China’s Baidu follows Google steer with self-driving Car

July 28, 2014

July 28, 2014 5:37 pm

China’s Baidu follows Google steer with self-driving car

©Reuters

Baidu, the Chinese search engine that has mimicked US technology group Google’s biggest innovations, is experimenting with its own version of a self-driving car.

Baidu has already branched out into web browsers, produced street-view maps and plans a version of Google Glass – provisionally dubbed Baidu Eye.

Its latest project is a car that will be “highly autonomous” rather than driverless, and include an “intelligent assistant” to aid the driver.

Google’s car prototype dispensed with steering wheels and pedals. But Kai Yu, Baidu’s vice director of research, compared Baidu’s car with a “horse” that would guide itself unless the driver wanted to take over.

Although still in development, Baidu said its prototype consisted of one of its street-view filming cars fitted with an array of sensors and cameras. It said it had already been careering around the company’s campus in Beijing.

Baidu started the car project earlier this year as one of several research and development initiatives designed to utilise its mapping service and gather data about Chinese road travel.

Mr Yu described the technology as more akin to an assistant that would use information from Baidu’s databases of locations and road conditions to plan routes.

“This is an intelligent assistant collecting data from road situations and then operating locally,” Mr Yu toldThe Next Web, a technology blog.

“We don’t call this a driverless car. I think a car should be helping people, not replacing people, so we call this a highly autonomous car,” he said.

Dispatches from the tech world: FT experts in San Francisco, London and Taipei upload their views

Google decided to dispense with driver controls after engineers found it was easier to design a car that controlled itself all the time, rather than one that shifted back and forth between manual and autopilot.

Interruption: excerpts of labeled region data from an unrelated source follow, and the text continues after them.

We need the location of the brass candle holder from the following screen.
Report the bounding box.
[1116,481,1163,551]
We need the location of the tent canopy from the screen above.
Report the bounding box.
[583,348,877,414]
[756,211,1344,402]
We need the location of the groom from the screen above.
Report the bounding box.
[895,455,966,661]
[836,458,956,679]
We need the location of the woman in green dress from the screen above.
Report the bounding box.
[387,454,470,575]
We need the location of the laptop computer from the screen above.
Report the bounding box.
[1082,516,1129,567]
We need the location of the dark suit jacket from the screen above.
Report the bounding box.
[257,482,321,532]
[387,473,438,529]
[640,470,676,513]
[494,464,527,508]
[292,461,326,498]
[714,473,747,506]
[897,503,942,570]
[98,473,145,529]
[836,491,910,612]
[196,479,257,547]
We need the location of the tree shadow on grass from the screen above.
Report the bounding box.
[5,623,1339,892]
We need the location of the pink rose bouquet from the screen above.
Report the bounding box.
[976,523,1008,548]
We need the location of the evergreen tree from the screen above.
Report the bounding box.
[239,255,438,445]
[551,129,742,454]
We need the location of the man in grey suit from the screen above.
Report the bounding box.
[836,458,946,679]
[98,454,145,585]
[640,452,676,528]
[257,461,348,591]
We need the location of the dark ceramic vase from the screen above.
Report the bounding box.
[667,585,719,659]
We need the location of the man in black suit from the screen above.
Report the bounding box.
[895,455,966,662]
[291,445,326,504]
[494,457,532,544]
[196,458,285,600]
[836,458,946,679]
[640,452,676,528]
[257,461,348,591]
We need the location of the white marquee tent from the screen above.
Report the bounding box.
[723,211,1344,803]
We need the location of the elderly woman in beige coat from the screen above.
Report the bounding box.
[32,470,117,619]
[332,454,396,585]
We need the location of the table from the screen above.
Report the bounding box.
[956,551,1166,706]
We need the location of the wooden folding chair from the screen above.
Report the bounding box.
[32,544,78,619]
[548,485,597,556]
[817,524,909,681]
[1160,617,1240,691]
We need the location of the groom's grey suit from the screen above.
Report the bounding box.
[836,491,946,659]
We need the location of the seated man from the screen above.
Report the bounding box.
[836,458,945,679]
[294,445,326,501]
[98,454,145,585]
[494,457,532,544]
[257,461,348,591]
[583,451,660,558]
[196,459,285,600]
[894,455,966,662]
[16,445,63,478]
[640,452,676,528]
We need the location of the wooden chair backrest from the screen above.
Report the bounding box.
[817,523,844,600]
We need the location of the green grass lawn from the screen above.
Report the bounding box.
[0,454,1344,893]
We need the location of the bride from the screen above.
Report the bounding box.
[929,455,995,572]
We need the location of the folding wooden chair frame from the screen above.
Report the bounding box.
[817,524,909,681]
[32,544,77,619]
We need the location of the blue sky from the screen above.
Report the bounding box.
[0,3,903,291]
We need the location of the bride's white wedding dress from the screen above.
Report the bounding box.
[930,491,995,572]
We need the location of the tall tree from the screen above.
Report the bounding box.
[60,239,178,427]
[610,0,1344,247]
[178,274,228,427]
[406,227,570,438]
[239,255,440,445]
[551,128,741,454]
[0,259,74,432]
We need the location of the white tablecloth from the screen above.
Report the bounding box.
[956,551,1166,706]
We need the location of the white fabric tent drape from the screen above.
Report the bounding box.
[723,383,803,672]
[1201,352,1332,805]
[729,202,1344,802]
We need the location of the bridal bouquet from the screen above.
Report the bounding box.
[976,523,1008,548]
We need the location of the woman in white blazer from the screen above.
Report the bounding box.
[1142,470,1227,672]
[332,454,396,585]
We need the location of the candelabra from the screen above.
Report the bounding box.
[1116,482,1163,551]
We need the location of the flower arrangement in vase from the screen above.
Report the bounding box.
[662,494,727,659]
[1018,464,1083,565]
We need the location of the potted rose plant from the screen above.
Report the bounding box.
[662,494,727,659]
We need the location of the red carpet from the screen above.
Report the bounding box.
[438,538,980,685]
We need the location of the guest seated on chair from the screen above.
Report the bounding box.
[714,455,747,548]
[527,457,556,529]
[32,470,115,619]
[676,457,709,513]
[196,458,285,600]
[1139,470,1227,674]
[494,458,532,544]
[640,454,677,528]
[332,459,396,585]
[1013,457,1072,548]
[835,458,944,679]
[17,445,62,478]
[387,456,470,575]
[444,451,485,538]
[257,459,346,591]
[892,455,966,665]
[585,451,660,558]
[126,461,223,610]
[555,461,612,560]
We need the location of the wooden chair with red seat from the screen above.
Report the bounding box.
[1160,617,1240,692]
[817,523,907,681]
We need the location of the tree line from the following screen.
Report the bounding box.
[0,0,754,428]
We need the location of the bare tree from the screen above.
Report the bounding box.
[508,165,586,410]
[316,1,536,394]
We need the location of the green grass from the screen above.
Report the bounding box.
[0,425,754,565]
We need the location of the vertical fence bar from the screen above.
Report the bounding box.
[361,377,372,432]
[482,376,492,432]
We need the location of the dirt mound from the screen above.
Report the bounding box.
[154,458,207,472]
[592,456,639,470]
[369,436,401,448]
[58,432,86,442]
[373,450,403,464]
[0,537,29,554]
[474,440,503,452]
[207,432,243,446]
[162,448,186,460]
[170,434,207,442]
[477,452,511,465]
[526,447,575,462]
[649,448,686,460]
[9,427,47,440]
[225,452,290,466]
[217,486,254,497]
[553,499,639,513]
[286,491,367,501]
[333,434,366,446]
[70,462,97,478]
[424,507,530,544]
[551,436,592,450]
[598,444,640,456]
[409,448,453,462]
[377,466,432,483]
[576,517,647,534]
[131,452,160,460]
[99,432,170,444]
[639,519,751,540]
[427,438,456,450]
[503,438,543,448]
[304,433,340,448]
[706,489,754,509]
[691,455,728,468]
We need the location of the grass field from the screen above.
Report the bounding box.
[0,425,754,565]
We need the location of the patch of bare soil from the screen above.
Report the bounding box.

“People should still enjoy the experience of driving,” Baidu said.

Xin Haiguang, a Chinese internet expert, said Baidu’s trove of Chinese data were crucial to the project’s success. “Automated driving is highly dependent on interactive data, and needs massive amounts of data,” he said.

But Mr Xin questioned whether driverless cars were suitable for China’s congested roads, where aggressive driving is routine. “In China, we have to work with more disorderly street conditions . . . so it is much harder.”